The accessible web page navigation method extracted based on navigation object, captures after webpage from the Internet, proceeds as follows for each webpage: be first document object model tree this web analysis;Then document object model tree is carried out depth-first traversal, be that the node in document object model tree numbers in order with natural number;Representing the distance between hyperlink with the numbering absolute difference that two hyperlink are corresponding, gathering apart near hyperlink is one group;The number of hyperlink, the average of hyperlink text length and variance is calculated for each hyperlink group;With hyperlink number, hyperlink text length average is characterized with variance, formalization representation hyperlink group;Finally the hyperlink group after formalization representation is classified, be divided into navigation object and non-navigational object.Advantage of the process is that the navigation object that can automatically extract in webpage, help user quickly to navigate between webpage, improve user's degree of embodiment.

Description

A kind of accessible web page navigation method extracted based on navigation object
Technical field
The present invention relates to the technical field of accessible web page navigation method, be based particularly on the accessible of navigation object extraction Web page navigation method.
Background technology
There are about about blind person 30,000,000 people in the world, China there are about 5,000,000 blind persons, accounts for the 18% of the world total, along with mutually The continuous rising of the highly popular and the Internet importance in daily life of networking, blind person's indulging in the internet will become accessible building Major issue in if.Blind person is owing to cannot accept information by vision, so its indulging in the internet is particularly pertinent.And it is present Web site contents is more and more abundanter, and website structure is complicated, especially some Large-Scale Interconnecteds net enterprise, such as the portal such as Sina, Sohu Standing, the webpage comprised has reached millions of.In the face of the website that content page quantity is the hugest, provide a kind of nothing for blind person Obstacle web page navigation method is particularly important.

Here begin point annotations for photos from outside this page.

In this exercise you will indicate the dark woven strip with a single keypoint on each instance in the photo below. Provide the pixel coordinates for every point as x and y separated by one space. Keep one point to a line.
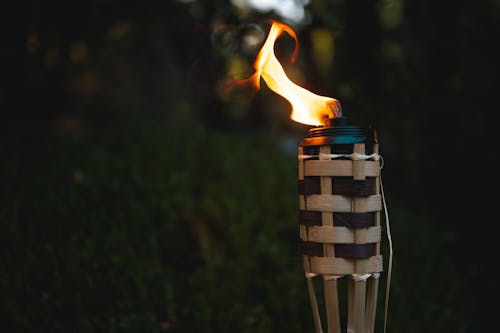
350 251
355 251
354 220
340 186
309 217
351 187
350 220
310 185
311 248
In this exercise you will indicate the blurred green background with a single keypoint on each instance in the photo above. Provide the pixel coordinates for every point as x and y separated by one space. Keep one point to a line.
137 195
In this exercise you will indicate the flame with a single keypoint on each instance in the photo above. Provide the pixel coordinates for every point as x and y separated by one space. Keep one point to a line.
307 107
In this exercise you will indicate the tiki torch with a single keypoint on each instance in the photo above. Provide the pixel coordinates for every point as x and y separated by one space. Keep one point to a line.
340 198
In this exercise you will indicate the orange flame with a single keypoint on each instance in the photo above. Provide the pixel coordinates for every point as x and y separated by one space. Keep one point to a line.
307 107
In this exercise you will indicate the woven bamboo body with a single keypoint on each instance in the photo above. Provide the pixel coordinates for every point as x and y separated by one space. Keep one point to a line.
340 231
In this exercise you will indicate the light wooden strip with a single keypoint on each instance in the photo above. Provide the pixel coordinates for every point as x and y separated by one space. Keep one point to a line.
359 304
338 168
332 304
371 302
342 266
343 235
302 202
377 191
368 266
307 265
358 166
314 305
303 232
301 164
350 305
326 189
339 203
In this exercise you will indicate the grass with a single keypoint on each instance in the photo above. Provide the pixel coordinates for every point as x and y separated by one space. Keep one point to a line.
149 227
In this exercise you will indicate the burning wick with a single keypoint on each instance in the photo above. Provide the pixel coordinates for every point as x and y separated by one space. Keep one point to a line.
307 107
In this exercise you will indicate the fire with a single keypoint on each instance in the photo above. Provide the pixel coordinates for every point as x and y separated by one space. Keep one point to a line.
307 107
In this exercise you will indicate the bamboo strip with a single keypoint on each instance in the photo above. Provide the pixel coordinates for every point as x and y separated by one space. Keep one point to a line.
350 305
359 303
314 305
343 266
358 166
301 164
340 203
343 235
377 191
329 285
339 168
332 303
371 302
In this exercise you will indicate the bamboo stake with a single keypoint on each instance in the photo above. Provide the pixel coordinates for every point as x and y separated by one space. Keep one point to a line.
314 303
329 281
371 302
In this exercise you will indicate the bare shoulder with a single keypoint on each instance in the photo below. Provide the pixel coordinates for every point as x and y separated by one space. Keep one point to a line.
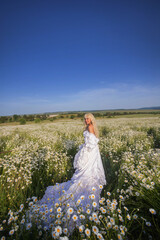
91 129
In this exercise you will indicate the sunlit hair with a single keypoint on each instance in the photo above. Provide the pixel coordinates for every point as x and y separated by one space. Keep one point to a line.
93 120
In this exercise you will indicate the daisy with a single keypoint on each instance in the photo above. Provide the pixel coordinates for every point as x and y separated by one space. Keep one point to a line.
11 232
58 230
70 210
95 230
152 211
74 217
94 204
29 225
81 228
99 236
88 211
87 232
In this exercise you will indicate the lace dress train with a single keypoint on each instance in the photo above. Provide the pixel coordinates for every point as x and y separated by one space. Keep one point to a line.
66 204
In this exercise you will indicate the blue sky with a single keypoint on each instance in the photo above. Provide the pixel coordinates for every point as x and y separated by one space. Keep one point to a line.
59 55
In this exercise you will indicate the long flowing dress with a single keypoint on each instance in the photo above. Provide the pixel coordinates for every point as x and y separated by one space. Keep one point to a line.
67 203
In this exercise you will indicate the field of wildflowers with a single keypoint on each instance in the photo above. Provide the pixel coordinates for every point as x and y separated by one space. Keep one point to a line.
35 156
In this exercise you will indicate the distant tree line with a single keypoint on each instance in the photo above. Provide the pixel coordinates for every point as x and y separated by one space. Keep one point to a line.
22 119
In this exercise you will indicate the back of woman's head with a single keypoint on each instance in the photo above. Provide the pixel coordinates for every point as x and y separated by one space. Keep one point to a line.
93 121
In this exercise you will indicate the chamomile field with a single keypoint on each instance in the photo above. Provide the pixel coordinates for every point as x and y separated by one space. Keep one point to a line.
34 156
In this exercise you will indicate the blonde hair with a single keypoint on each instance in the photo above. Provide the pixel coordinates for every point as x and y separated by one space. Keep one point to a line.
93 120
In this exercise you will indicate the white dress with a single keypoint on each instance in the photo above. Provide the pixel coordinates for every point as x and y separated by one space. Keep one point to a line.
77 194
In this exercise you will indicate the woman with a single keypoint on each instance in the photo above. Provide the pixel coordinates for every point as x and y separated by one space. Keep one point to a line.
64 204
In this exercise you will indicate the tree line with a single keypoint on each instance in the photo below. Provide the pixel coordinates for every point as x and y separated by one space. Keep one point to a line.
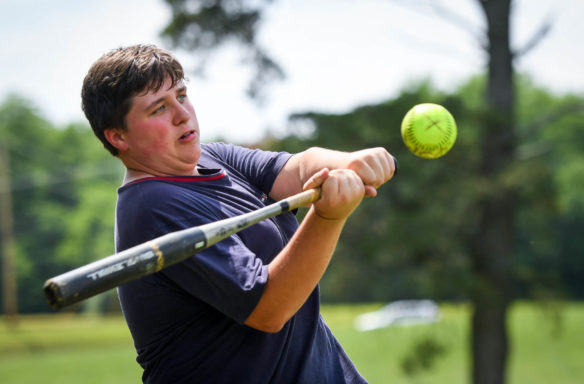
409 242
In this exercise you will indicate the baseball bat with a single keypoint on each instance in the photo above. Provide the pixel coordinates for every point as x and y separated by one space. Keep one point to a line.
151 256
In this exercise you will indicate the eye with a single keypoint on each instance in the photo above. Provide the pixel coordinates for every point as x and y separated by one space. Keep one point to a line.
158 109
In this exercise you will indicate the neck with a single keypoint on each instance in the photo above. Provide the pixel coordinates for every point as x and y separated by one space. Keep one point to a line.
134 174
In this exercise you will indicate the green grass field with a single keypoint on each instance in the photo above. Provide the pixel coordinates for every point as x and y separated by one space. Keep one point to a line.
546 347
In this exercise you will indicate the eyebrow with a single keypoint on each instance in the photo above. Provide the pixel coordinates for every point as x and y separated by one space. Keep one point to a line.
180 89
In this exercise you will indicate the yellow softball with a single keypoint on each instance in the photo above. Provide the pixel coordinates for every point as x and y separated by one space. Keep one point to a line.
429 130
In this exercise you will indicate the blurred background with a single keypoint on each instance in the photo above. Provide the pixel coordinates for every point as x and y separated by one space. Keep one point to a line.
490 231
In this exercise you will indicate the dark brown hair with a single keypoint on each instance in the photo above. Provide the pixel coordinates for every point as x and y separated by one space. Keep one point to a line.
116 77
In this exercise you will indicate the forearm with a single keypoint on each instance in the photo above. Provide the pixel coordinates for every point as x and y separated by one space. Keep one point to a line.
374 166
296 271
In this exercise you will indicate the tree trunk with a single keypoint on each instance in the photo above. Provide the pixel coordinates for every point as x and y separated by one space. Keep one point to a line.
492 242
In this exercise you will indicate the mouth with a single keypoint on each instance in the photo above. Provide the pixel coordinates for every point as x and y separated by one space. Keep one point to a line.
187 135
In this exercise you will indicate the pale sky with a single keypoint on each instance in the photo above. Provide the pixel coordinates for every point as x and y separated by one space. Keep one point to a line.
337 54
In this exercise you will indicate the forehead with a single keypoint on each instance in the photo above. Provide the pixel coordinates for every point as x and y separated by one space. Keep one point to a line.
150 95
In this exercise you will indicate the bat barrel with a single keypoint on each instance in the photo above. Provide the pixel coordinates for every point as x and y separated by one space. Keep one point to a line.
131 264
150 257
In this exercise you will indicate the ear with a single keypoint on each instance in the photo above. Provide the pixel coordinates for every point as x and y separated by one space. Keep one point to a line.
116 138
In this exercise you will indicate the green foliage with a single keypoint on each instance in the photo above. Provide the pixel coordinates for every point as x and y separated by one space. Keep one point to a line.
73 349
63 186
412 240
204 26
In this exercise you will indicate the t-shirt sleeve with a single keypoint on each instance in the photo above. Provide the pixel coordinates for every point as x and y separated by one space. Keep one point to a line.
227 276
258 166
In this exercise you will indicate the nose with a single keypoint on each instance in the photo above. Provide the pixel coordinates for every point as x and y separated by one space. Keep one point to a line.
182 114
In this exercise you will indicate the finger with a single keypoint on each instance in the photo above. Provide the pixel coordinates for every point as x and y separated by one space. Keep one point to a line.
370 191
317 179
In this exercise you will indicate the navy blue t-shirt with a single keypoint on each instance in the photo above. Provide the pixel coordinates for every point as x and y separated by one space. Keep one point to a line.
187 320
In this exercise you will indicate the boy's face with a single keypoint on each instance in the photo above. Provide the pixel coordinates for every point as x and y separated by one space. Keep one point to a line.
162 133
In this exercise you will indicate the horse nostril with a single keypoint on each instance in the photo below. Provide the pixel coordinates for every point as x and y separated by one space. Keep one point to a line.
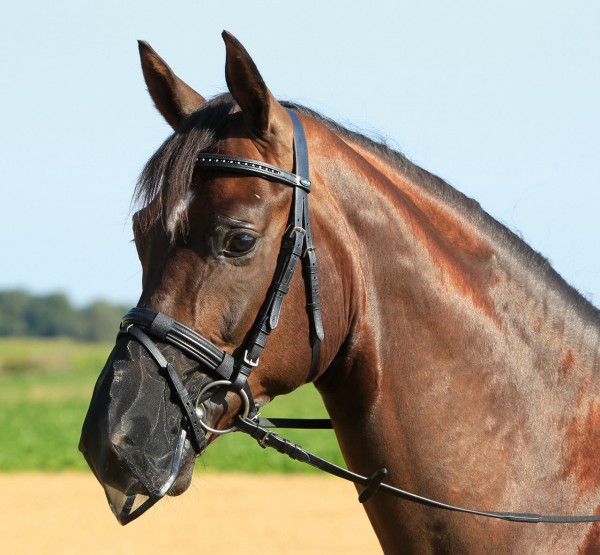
119 438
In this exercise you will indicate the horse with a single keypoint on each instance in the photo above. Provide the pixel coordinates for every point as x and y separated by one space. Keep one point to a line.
445 348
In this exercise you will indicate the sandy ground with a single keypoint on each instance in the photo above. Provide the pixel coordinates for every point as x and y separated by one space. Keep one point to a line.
221 513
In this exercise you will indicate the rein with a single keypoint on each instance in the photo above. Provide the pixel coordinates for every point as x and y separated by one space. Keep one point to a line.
144 324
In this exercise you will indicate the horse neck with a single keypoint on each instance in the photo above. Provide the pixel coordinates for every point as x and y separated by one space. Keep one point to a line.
464 348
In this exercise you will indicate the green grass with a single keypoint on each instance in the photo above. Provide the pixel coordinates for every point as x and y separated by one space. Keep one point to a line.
46 386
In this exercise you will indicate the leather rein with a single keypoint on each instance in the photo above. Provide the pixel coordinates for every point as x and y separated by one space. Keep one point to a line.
144 324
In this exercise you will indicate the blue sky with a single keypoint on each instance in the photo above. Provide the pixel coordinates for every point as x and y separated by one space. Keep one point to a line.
501 99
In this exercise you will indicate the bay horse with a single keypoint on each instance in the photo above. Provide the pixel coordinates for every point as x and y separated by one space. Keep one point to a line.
444 347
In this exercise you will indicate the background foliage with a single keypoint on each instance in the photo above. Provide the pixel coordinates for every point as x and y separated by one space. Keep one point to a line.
53 315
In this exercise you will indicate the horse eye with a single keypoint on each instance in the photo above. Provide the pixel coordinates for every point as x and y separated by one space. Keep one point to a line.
240 243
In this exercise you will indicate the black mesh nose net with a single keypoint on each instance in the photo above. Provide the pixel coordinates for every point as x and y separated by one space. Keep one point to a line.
133 408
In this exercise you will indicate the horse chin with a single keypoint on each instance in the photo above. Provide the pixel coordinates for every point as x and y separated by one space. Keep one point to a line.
186 472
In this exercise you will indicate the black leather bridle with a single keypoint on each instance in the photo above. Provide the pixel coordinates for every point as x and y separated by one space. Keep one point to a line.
145 325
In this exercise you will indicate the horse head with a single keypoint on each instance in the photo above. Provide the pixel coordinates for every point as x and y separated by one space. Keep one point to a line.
209 241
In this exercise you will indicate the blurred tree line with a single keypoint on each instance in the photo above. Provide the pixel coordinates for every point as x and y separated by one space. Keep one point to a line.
53 315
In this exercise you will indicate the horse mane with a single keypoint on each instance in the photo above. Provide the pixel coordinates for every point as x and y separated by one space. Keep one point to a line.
165 183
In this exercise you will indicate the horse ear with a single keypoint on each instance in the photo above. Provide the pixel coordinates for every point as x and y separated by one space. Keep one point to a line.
174 99
262 112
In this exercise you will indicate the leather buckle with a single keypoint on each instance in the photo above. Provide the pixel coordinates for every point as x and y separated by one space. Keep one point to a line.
249 361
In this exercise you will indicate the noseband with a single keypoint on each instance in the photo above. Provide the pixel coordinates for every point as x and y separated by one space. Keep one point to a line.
233 372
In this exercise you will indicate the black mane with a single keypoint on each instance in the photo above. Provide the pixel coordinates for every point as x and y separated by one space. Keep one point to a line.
166 180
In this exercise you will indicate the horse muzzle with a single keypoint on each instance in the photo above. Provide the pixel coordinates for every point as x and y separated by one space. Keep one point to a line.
134 436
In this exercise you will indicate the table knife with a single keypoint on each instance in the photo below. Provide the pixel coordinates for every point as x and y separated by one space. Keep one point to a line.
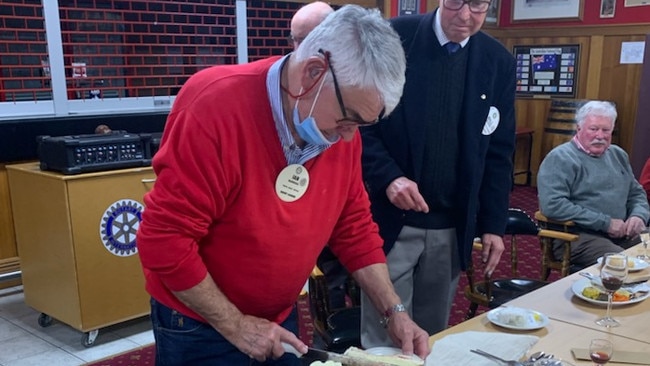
314 354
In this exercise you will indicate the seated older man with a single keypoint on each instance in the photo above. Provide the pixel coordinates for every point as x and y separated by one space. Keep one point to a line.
590 181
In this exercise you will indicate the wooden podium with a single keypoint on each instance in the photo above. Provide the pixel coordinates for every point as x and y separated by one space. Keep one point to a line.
76 242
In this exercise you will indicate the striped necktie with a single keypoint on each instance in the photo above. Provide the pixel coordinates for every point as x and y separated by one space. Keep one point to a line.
452 47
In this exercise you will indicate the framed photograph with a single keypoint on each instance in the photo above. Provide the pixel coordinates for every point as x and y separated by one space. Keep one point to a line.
547 71
492 17
536 10
629 3
607 8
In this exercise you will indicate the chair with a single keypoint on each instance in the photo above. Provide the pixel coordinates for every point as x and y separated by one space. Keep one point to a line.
340 328
492 293
555 230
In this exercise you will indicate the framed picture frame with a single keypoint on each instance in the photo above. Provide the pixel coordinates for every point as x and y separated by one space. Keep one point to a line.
630 3
492 17
547 70
607 8
544 10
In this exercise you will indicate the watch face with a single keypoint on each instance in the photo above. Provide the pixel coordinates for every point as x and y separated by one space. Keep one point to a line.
399 308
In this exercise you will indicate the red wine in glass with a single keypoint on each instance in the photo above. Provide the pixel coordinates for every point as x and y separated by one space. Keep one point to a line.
612 283
599 357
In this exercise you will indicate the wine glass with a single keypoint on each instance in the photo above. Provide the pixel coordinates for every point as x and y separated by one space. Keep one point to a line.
600 351
645 239
612 274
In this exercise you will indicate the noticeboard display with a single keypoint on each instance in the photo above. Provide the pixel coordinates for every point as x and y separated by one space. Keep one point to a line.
547 71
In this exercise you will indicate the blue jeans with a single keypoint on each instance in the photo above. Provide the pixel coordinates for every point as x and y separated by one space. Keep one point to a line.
182 341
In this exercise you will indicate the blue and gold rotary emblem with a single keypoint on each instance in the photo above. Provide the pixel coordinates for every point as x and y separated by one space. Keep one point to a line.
119 225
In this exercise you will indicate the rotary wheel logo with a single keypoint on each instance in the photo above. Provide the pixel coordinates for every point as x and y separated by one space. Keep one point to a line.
119 225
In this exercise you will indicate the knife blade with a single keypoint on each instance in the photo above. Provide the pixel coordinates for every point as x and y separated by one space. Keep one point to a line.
320 355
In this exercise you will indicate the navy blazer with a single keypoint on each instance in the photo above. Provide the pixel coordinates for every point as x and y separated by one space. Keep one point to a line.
394 147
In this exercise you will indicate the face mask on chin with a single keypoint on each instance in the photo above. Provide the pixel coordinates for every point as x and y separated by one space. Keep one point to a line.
308 129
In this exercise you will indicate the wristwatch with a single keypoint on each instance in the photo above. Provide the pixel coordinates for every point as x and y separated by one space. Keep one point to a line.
399 308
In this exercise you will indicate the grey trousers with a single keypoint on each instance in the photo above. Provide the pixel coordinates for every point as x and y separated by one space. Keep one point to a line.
424 268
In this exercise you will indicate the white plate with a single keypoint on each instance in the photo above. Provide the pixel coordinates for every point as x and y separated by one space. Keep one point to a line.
639 264
517 318
580 285
389 351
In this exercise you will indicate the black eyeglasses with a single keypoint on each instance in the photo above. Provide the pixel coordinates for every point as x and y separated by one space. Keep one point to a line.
347 120
293 40
475 6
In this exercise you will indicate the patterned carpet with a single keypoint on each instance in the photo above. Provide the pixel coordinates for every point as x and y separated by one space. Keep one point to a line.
522 197
528 250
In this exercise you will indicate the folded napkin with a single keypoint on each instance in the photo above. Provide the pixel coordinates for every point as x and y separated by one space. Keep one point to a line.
454 349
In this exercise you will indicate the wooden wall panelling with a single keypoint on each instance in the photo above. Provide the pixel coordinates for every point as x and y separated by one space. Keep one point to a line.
532 112
641 147
600 75
594 58
620 83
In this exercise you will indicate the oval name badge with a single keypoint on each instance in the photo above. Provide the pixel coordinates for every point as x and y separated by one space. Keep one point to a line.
292 183
492 121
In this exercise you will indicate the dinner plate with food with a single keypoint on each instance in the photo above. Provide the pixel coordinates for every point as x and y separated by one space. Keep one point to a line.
633 264
588 291
517 318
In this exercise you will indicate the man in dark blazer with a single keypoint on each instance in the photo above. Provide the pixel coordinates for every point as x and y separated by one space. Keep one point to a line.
439 169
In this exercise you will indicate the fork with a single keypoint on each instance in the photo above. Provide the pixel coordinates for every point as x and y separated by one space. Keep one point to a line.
495 358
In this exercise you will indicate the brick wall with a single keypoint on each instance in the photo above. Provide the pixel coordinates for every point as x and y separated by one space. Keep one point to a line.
131 48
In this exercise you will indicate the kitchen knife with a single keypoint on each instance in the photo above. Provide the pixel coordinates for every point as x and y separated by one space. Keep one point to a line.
320 355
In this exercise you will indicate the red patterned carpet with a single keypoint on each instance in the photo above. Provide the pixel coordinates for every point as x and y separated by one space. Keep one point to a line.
144 356
528 250
522 197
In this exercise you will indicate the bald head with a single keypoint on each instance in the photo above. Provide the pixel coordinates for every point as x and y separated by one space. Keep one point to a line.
306 19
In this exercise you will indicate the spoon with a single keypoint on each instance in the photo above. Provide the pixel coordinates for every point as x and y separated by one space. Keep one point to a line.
536 356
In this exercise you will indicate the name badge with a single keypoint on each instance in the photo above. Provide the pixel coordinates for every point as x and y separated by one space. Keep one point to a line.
292 183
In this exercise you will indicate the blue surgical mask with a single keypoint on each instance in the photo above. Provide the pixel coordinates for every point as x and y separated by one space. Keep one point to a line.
308 129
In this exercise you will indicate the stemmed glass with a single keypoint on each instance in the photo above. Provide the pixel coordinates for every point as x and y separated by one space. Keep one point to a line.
645 239
612 273
600 351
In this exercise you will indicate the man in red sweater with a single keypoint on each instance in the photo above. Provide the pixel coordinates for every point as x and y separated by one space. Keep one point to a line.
252 181
644 179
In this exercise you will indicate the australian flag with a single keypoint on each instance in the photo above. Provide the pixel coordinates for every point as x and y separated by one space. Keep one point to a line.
544 62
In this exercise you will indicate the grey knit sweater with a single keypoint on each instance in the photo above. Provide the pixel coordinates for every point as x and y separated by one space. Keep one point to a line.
589 190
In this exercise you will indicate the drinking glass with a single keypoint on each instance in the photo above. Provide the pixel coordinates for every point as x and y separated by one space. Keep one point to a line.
645 239
600 351
612 273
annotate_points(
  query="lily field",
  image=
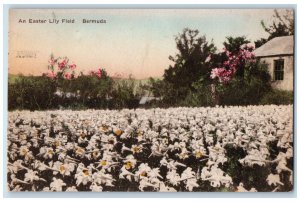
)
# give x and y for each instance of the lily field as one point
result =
(212, 149)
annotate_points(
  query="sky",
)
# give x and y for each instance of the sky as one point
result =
(135, 42)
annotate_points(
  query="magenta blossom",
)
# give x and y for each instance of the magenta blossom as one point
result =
(97, 73)
(68, 76)
(72, 66)
(234, 61)
(62, 64)
(51, 75)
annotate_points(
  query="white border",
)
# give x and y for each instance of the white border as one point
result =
(111, 2)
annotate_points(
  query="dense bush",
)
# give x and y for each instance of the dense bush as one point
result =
(82, 92)
(32, 92)
(278, 97)
(246, 90)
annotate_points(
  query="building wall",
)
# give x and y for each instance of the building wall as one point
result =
(287, 82)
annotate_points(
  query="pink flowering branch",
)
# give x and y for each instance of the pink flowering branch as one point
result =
(60, 66)
(229, 67)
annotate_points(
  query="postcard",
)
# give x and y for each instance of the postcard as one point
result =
(150, 100)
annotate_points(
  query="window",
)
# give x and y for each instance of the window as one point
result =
(278, 69)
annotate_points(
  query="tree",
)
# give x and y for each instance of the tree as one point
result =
(192, 62)
(282, 25)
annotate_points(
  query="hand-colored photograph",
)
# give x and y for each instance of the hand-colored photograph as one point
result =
(150, 100)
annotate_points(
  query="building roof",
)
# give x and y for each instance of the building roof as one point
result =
(283, 45)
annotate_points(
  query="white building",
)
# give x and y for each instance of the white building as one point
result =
(278, 53)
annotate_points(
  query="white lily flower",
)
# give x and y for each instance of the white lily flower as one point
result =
(57, 184)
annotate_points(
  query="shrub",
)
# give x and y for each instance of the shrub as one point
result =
(31, 92)
(278, 97)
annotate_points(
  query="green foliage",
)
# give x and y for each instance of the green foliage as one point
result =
(190, 65)
(278, 97)
(282, 25)
(233, 44)
(31, 92)
(85, 91)
(247, 90)
(123, 95)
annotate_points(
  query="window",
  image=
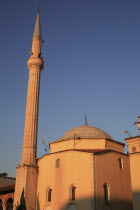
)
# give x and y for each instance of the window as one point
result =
(1, 208)
(72, 206)
(72, 193)
(121, 162)
(106, 192)
(49, 195)
(9, 204)
(57, 163)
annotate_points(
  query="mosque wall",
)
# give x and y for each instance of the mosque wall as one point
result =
(75, 169)
(112, 176)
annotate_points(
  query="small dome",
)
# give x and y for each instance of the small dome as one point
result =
(85, 132)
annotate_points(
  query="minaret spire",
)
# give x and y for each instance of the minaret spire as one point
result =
(34, 64)
(37, 29)
(85, 120)
(26, 177)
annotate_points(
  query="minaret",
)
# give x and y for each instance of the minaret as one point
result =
(26, 177)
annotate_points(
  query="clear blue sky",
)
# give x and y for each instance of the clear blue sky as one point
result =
(92, 64)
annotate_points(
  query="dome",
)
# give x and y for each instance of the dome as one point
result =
(85, 132)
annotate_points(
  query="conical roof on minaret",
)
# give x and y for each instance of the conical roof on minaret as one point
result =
(37, 29)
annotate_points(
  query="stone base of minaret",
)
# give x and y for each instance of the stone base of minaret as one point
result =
(26, 177)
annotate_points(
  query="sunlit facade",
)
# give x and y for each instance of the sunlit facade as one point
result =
(85, 170)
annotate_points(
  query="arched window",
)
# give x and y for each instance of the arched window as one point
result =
(57, 163)
(1, 207)
(9, 204)
(121, 161)
(49, 195)
(106, 192)
(72, 193)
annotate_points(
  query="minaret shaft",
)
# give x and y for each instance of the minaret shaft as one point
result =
(27, 171)
(31, 118)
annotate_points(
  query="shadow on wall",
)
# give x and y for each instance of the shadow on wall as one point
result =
(100, 204)
(136, 200)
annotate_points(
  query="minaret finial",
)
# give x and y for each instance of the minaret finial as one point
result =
(37, 29)
(85, 120)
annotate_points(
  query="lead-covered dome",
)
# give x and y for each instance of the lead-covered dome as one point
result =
(85, 132)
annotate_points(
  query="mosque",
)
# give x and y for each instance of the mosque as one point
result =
(85, 170)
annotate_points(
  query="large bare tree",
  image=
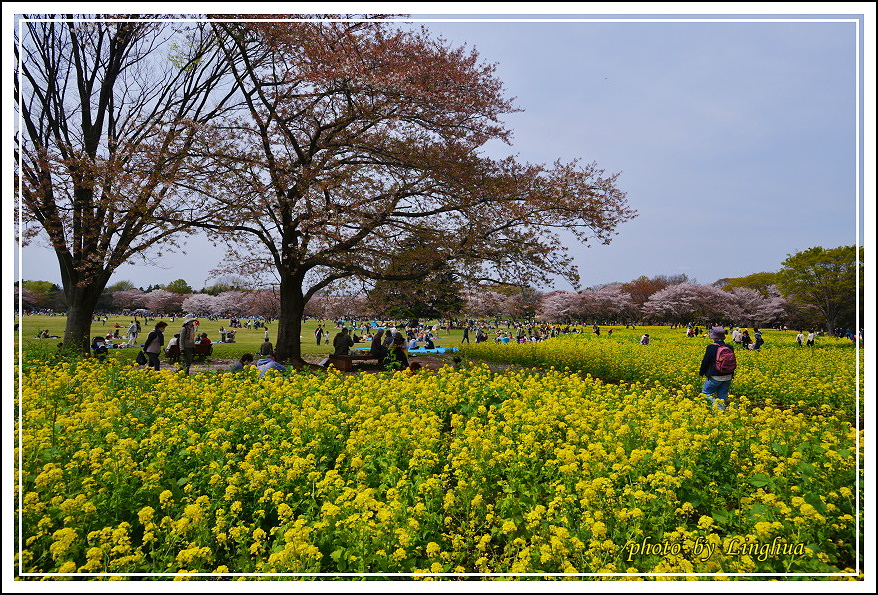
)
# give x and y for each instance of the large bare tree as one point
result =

User browses conveniently for convenience, and the most a lot of webpages provide the navigation objects such as navigation bar and navigating lists, user With the help of these navigation objects, navigate to oneself need browsing pages.But blind person is owing to cannot accept letter by vision Breath, it is impossible to utilize navigation object to navigate to the page oneself needing to browse.Rely on aids such as reading screen software for needs For browsing the blind users of webpage, the navigation object in webpage is extracted, contribute to quickly navigating between webpage, improve Webpage browsing efficiency.
At present, in fields such as machine learning, feature is extracted and the research day of sorting algorithm on this basis Gradually ripe.In terms of webpage extraction, it is used to represent needs such as statistical information such as text average lengths the most widely and extracts Content, and the content representation extracted will be needed to become computable vector form.Basis after needing the content-form extracted On, the sorting algorithm such as the existing such as SVM of machine learning, can will need the different classification of the interior Rongcheng that extracts.
Summary of the invention
The disadvantages mentioned above of present invention prior art to be overcome, it is proposed that a kind of accessible webpage extracted based on navigation object Air navigation aid, in order to automatically extract the navigation object in webpage, helps user quickly to navigate between webpage, improves user and embodies Degree.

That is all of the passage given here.